11 countries have requested Ukraine's help countering Shahed-type drones; Kyiv says it reviewed requests and has already deployed interceptor drones and specialists to protect US bases in Jordan. Zelenskyy emphasized Ukraine will assist selectively while preserving its own air-defence strength. The ISW reports US-Israeli strikes are targeting Iranian missile/drone facilities and notes the US denied Ukraine Tomahawk missiles in fall 2025, leaving Kyiv reliant on long-range drones with limited payloads and reducing its ability to destroy hardened production sites.

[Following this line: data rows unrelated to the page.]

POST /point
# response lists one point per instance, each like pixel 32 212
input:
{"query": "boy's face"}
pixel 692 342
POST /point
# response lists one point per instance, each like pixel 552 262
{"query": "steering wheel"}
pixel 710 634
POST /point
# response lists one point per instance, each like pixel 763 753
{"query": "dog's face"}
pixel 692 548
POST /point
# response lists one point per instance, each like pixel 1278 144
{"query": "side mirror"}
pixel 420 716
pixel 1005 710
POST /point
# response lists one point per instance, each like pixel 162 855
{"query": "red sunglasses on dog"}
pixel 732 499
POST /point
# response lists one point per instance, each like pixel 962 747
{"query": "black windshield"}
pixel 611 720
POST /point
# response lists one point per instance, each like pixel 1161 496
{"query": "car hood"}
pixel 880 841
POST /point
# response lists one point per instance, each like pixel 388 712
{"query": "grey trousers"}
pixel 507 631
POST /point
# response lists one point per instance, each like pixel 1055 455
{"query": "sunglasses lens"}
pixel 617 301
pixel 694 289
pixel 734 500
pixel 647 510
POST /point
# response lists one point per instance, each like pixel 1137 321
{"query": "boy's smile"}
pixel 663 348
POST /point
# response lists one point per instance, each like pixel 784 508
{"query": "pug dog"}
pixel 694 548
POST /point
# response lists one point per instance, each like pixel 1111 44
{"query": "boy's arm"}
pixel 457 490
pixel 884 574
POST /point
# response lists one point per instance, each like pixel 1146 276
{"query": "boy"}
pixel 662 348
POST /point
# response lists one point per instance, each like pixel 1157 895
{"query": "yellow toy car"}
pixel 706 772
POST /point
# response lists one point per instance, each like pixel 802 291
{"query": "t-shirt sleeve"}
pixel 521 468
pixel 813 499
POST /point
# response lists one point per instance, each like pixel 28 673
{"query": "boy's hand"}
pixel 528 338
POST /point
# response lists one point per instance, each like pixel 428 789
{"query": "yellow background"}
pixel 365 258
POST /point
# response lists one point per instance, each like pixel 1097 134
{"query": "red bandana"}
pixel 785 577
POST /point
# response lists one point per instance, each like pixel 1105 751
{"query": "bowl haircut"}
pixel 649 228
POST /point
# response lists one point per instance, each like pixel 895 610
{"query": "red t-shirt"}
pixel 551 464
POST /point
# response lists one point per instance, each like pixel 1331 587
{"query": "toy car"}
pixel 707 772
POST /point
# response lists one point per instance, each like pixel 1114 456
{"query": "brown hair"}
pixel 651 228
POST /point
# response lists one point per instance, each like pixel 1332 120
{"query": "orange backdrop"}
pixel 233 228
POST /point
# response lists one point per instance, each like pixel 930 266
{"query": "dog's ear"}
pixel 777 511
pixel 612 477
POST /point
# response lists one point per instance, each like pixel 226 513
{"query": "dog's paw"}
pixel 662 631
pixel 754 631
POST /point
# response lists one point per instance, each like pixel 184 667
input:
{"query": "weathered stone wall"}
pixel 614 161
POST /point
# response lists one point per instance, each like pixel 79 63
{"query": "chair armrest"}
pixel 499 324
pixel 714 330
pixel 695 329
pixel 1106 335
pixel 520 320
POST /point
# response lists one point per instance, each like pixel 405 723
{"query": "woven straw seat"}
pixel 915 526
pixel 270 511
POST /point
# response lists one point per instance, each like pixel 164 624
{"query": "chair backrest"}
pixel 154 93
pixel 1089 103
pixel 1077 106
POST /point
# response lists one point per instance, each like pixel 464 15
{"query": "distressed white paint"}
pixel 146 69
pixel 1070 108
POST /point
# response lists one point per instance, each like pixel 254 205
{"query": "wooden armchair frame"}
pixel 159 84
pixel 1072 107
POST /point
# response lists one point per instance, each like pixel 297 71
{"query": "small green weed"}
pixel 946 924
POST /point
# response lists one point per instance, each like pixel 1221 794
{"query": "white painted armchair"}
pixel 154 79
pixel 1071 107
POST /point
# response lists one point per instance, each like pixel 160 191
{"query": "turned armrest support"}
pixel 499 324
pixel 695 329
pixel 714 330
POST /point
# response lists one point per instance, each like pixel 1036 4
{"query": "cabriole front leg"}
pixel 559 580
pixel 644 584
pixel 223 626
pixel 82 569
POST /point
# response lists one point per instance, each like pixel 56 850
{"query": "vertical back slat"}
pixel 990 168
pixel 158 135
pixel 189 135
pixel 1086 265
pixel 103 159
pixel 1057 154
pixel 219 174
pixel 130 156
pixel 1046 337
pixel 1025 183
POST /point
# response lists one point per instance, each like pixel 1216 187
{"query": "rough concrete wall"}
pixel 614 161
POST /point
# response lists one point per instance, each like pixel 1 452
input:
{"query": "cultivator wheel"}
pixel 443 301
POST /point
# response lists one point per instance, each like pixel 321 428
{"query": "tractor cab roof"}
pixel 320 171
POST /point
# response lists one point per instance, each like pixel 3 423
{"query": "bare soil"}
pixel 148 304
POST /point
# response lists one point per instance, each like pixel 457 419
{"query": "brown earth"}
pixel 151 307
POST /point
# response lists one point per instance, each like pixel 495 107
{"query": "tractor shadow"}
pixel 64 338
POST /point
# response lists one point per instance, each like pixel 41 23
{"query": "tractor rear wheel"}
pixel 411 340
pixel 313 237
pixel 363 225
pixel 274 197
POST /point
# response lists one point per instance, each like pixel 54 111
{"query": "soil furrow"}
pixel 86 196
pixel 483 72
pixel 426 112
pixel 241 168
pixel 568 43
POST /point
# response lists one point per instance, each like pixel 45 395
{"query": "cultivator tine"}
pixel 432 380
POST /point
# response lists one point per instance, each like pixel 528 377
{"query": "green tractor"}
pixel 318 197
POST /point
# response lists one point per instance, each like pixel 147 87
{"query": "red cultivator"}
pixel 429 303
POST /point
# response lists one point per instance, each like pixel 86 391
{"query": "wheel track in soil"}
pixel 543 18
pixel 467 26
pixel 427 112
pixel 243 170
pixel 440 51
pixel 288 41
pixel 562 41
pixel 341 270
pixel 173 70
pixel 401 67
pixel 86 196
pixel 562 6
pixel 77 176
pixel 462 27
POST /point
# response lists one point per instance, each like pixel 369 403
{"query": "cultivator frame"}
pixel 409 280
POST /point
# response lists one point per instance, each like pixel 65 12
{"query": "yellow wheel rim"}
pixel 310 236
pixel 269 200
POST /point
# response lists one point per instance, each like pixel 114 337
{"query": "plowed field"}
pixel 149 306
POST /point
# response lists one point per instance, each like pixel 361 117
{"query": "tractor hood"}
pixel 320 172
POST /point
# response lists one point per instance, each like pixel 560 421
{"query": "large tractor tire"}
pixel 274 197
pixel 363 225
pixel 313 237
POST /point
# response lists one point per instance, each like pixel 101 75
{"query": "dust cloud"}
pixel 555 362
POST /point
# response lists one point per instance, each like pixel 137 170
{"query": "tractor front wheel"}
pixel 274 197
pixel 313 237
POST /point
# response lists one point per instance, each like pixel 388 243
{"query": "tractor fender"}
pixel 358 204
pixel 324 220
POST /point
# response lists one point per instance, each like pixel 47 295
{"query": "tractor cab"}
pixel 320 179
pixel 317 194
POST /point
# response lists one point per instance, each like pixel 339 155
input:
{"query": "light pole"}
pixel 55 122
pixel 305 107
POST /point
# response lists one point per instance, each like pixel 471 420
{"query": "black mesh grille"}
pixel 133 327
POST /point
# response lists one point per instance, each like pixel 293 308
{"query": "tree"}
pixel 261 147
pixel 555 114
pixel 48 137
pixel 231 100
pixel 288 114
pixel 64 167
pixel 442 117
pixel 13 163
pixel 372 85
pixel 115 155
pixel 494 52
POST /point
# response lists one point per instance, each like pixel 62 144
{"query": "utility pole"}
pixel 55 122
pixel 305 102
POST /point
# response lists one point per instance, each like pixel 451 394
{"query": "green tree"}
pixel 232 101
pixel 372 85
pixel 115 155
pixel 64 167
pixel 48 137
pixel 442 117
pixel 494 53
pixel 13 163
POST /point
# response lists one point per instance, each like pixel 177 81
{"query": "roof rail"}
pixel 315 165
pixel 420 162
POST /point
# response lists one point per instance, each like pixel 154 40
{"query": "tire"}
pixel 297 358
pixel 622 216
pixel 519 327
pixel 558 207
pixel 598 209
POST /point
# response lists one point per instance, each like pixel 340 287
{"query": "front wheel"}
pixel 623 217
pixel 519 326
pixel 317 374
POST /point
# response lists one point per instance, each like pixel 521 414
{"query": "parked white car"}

Growing Iran–Russia UAV cooperation and reciprocal component flows raise regional escalation and defence-sector risk.

Analysis

Ukraine’s de facto export of operational know‑how (interceptor tactics, EW playbooks, rapid deployment teams) creates a new revenue vector that benefits firms that can package hardware + services. Expect concrete tender flow for integrated ‘‘air‑defense as a service’’ over 6–18 months: governments prefer turnkey deployments (hardware, training, sustainment) to avoid long procurement cycles, which favors mid‑tier integrators with field teams over pure OEMs. A bifurcated supply chain is emerging: secure, Western‑approved suppliers that can certify components to NATO standards will command price and delivery premia, while the grey market connecting Russia/Iran will keep second‑tier suppliers under sanction risk. That dynamic should widen margins for vertically integrated primes and precision RF/EO semiconductor suppliers over the next 12–24 months and compress margins for commodity component vendors that cannot demonstrate provenance. Key catalysts to watch in the medium term (weeks→months) are Western export control updates, bilateral base‑defence requests (which accelerate service contracts), and any US policy shift on deep‑strike munitions — each can re‑rate the addressable market for long‑range strike versus local interdiction. Tail risks include escalation that forces recipients to axis‑hedge (reducing new capability transfers) or direct attacks on production hubs that spike supply disruption; both could flip winners into short‑term underperformers rapidly.